Anadarko aims at up to $10B from sales
Ray Tyson
Anadarko Petroleum says it hopes to raise after-tax $7.5 billion to $10 billion from property sales to help pay down more than $20 billion in debt incurred from the acquisitions of exploration and production independents Kerr-McGee and Western Gas Resources.
The company also said during a July 28 conference call with industry analysts that it would open a data room on available properties four to six weeks after it receives oil and gas reserve reports from Kerr-McGee and Western Gas. Anadarko expects the deals to close by year-end, pending shareholder and government approvals.
“As you know, we’ve begun the portfolio restructuring post-acquisition,” said Jim Hackett, Anadarko’s chief executive officer. “The key to the divestiture process is moving quickly.”
Anadarko already has announced its intention to sell its Canadian E&P assets, and has found a buyer for the company’s liquefied natural gas Bear Head project in Nova Scotia. However, the company has said it would not announce unwanted Kerr-McGee and Western Gas properties to be sold until after the merger transactions close.

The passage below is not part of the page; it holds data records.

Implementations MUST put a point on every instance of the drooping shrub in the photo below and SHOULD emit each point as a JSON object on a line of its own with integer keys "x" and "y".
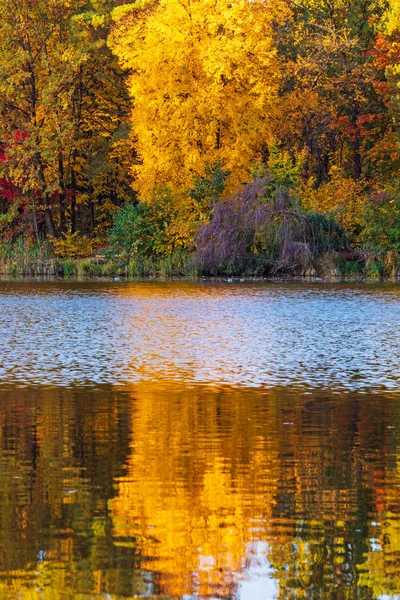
{"x": 264, "y": 223}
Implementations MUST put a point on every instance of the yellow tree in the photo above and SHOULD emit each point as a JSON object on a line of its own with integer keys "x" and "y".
{"x": 204, "y": 80}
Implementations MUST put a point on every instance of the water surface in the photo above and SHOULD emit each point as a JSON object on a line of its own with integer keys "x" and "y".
{"x": 198, "y": 441}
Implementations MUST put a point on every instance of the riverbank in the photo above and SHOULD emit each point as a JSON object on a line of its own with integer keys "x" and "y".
{"x": 331, "y": 266}
{"x": 23, "y": 259}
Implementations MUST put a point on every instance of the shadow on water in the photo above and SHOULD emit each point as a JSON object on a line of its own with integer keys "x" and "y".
{"x": 199, "y": 441}
{"x": 211, "y": 492}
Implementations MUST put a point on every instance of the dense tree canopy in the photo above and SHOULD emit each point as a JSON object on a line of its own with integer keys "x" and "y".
{"x": 179, "y": 103}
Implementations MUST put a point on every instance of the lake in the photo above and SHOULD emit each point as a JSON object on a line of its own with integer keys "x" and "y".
{"x": 199, "y": 440}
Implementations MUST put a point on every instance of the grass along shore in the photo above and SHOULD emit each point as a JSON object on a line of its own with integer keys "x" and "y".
{"x": 24, "y": 259}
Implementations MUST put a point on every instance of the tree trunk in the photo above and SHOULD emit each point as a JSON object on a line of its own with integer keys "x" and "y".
{"x": 45, "y": 197}
{"x": 61, "y": 180}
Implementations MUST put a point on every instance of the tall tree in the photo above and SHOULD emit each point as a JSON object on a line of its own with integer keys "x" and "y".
{"x": 61, "y": 96}
{"x": 204, "y": 80}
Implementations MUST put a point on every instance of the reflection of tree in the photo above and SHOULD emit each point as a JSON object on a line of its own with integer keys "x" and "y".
{"x": 60, "y": 451}
{"x": 211, "y": 471}
{"x": 172, "y": 490}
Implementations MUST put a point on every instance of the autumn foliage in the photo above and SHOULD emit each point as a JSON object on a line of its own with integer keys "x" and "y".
{"x": 105, "y": 104}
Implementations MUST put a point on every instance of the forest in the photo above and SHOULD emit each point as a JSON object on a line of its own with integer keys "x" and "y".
{"x": 200, "y": 137}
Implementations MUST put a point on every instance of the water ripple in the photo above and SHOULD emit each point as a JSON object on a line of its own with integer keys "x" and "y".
{"x": 335, "y": 336}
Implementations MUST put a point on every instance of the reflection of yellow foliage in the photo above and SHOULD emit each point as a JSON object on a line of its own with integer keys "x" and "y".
{"x": 190, "y": 512}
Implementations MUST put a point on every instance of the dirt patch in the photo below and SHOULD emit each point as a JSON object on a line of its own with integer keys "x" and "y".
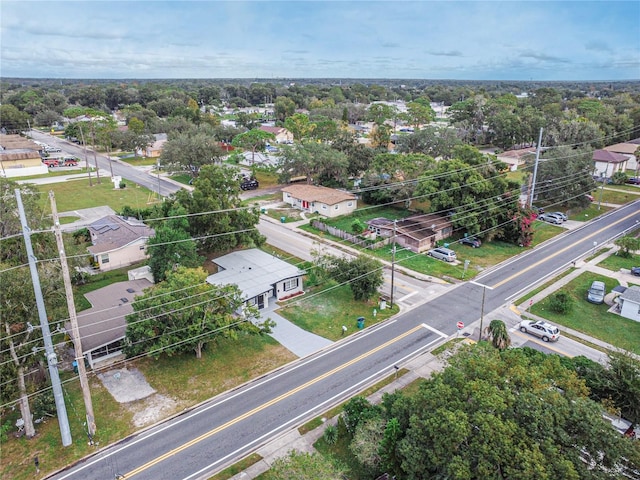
{"x": 129, "y": 386}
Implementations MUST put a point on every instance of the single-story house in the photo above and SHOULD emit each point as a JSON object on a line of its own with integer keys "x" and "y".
{"x": 20, "y": 157}
{"x": 325, "y": 201}
{"x": 102, "y": 327}
{"x": 259, "y": 276}
{"x": 517, "y": 157}
{"x": 628, "y": 149}
{"x": 282, "y": 134}
{"x": 606, "y": 163}
{"x": 629, "y": 302}
{"x": 118, "y": 241}
{"x": 155, "y": 149}
{"x": 417, "y": 232}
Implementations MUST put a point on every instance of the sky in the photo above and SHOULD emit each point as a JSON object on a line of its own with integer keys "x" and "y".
{"x": 462, "y": 40}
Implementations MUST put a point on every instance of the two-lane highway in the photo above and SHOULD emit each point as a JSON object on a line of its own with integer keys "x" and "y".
{"x": 237, "y": 422}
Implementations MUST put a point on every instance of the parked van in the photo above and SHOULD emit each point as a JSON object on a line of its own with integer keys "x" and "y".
{"x": 443, "y": 254}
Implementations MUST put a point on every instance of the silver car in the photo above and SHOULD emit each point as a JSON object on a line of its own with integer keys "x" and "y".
{"x": 540, "y": 328}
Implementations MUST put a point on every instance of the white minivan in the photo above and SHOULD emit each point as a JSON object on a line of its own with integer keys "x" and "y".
{"x": 442, "y": 253}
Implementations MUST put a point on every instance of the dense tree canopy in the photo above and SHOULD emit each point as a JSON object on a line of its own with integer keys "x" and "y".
{"x": 184, "y": 313}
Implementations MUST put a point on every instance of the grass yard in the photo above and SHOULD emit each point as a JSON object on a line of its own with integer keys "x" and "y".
{"x": 315, "y": 313}
{"x": 184, "y": 378}
{"x": 616, "y": 262}
{"x": 594, "y": 320}
{"x": 77, "y": 194}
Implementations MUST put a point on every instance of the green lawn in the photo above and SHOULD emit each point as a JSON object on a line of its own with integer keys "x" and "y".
{"x": 593, "y": 320}
{"x": 315, "y": 313}
{"x": 187, "y": 380}
{"x": 77, "y": 194}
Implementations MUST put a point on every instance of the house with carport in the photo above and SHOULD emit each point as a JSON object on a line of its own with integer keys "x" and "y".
{"x": 262, "y": 278}
{"x": 416, "y": 233}
{"x": 118, "y": 241}
{"x": 325, "y": 201}
{"x": 629, "y": 302}
{"x": 606, "y": 163}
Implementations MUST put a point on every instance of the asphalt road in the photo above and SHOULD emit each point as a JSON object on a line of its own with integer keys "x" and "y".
{"x": 237, "y": 422}
{"x": 159, "y": 185}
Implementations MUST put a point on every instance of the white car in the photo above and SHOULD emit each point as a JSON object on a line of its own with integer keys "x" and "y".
{"x": 542, "y": 329}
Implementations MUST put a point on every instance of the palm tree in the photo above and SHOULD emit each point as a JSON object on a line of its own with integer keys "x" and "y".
{"x": 497, "y": 330}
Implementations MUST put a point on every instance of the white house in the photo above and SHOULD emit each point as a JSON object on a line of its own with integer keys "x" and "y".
{"x": 260, "y": 276}
{"x": 607, "y": 163}
{"x": 325, "y": 201}
{"x": 630, "y": 303}
{"x": 118, "y": 241}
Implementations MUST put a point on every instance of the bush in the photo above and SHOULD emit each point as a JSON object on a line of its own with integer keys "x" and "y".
{"x": 331, "y": 434}
{"x": 561, "y": 302}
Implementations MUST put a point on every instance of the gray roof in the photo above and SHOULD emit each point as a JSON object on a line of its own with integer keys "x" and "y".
{"x": 104, "y": 322}
{"x": 632, "y": 294}
{"x": 253, "y": 271}
{"x": 113, "y": 232}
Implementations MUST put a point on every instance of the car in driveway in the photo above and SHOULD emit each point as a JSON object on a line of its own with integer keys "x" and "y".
{"x": 541, "y": 329}
{"x": 471, "y": 241}
{"x": 442, "y": 253}
{"x": 596, "y": 292}
{"x": 550, "y": 218}
{"x": 561, "y": 215}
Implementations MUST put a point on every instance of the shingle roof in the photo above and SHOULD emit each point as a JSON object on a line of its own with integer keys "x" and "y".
{"x": 311, "y": 193}
{"x": 253, "y": 271}
{"x": 113, "y": 232}
{"x": 610, "y": 157}
{"x": 105, "y": 321}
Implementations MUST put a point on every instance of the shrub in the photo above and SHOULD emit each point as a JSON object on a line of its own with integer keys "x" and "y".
{"x": 331, "y": 434}
{"x": 561, "y": 302}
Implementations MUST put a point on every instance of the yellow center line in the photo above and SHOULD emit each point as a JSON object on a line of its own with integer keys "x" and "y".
{"x": 266, "y": 405}
{"x": 533, "y": 265}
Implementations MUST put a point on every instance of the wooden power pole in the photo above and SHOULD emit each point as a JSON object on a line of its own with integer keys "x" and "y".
{"x": 73, "y": 318}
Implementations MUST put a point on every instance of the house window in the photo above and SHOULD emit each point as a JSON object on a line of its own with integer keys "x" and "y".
{"x": 290, "y": 284}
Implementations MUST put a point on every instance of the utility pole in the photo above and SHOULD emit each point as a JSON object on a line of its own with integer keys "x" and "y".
{"x": 393, "y": 262}
{"x": 73, "y": 318}
{"x": 84, "y": 149}
{"x": 52, "y": 359}
{"x": 535, "y": 169}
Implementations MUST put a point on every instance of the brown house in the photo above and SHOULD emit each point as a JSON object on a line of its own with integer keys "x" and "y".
{"x": 417, "y": 232}
{"x": 118, "y": 241}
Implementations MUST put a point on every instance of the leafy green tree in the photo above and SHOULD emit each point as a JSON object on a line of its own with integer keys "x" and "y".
{"x": 218, "y": 220}
{"x": 506, "y": 414}
{"x": 316, "y": 161}
{"x": 364, "y": 274}
{"x": 184, "y": 314}
{"x": 254, "y": 140}
{"x": 12, "y": 119}
{"x": 172, "y": 246}
{"x": 305, "y": 466}
{"x": 191, "y": 151}
{"x": 499, "y": 335}
{"x": 300, "y": 125}
{"x": 627, "y": 245}
{"x": 284, "y": 107}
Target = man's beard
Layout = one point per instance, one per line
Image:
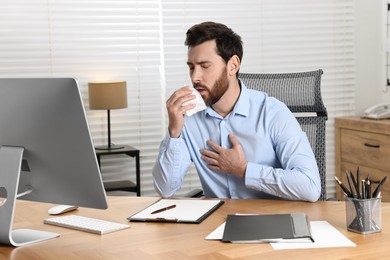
(218, 90)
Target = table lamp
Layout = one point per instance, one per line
(107, 96)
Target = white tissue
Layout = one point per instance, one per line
(198, 101)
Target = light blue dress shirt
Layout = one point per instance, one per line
(281, 163)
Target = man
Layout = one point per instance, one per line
(245, 144)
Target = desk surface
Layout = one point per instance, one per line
(186, 241)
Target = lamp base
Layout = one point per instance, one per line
(109, 147)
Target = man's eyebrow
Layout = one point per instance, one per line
(198, 63)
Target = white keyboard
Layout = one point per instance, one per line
(96, 226)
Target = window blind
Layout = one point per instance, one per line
(142, 42)
(279, 36)
(94, 40)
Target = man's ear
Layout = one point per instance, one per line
(234, 65)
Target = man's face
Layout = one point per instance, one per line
(208, 72)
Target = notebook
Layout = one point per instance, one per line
(178, 210)
(267, 228)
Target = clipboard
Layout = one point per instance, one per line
(267, 228)
(192, 211)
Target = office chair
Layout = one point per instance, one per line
(301, 92)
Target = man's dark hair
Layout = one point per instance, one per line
(228, 42)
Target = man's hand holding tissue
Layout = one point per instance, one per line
(183, 101)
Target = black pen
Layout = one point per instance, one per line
(358, 183)
(163, 209)
(345, 190)
(364, 189)
(349, 182)
(354, 184)
(368, 182)
(376, 191)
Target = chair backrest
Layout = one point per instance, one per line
(301, 92)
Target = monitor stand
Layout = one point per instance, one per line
(10, 166)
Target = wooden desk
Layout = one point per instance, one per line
(186, 241)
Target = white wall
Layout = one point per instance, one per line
(370, 77)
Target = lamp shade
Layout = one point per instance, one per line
(107, 95)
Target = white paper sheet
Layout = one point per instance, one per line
(324, 234)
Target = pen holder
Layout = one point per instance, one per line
(364, 216)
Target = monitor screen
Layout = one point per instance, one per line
(46, 118)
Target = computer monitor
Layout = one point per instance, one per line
(46, 151)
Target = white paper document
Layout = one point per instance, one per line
(324, 234)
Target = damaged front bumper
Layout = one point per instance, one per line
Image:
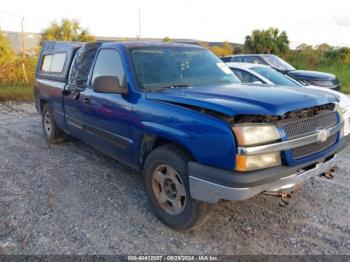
(211, 184)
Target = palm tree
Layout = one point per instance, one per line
(67, 30)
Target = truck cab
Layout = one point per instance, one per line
(178, 114)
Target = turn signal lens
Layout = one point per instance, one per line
(249, 163)
(248, 135)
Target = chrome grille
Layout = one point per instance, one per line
(295, 128)
(308, 150)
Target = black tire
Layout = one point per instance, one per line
(52, 133)
(193, 212)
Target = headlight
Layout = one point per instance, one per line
(248, 163)
(255, 134)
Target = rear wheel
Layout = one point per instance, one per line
(52, 133)
(166, 184)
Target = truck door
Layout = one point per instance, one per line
(108, 116)
(75, 101)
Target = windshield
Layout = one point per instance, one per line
(278, 63)
(274, 76)
(163, 67)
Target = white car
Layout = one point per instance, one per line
(263, 74)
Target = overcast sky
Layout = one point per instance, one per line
(306, 21)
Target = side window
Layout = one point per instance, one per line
(81, 65)
(109, 63)
(46, 64)
(244, 76)
(57, 64)
(53, 63)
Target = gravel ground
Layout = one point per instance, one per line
(70, 199)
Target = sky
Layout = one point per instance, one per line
(305, 21)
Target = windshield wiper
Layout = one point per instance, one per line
(174, 86)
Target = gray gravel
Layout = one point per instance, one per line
(70, 199)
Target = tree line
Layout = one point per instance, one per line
(17, 69)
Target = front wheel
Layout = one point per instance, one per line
(166, 184)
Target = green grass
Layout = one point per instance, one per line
(342, 72)
(16, 93)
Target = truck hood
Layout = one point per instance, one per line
(242, 99)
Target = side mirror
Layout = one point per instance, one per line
(108, 84)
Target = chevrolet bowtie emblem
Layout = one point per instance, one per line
(322, 135)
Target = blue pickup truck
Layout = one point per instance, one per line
(179, 115)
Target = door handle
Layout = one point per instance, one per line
(86, 101)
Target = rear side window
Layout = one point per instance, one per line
(109, 63)
(81, 65)
(53, 63)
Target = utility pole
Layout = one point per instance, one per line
(25, 76)
(23, 40)
(139, 35)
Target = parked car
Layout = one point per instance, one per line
(179, 115)
(256, 73)
(307, 77)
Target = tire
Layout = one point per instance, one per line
(52, 133)
(175, 209)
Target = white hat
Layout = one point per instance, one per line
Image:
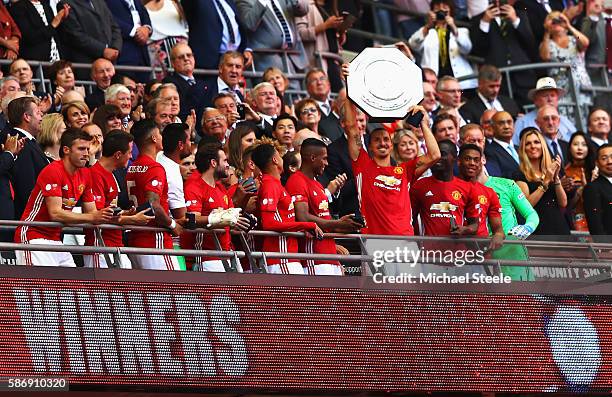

Anadarko itself maintains a huge acreage position in Alaska, holding title to roughly 570,400 acres of state leases, plus federal leases in the National Petroleum Reserve-Alaska, and has exploration rights to Native lands in the gas-prone Brooks Range foothills area. It also is a minority partner in the ConocoPhillips-operated Alpine field just east of the Kuparuk River field, also operated by ConocoPhillips, a long-time Anadarko partner on Alaska’s North Slope.
Kerr-McGee, a relative newcomer to Alaska with 29,093 state acres under lease, operates the offshore Nikaitchuq unit north of the Kuparuk River field, and appeared close to sanctioning the project for development before Anadarko’s June 23 merger announcement. Western Gas has no Alaska property.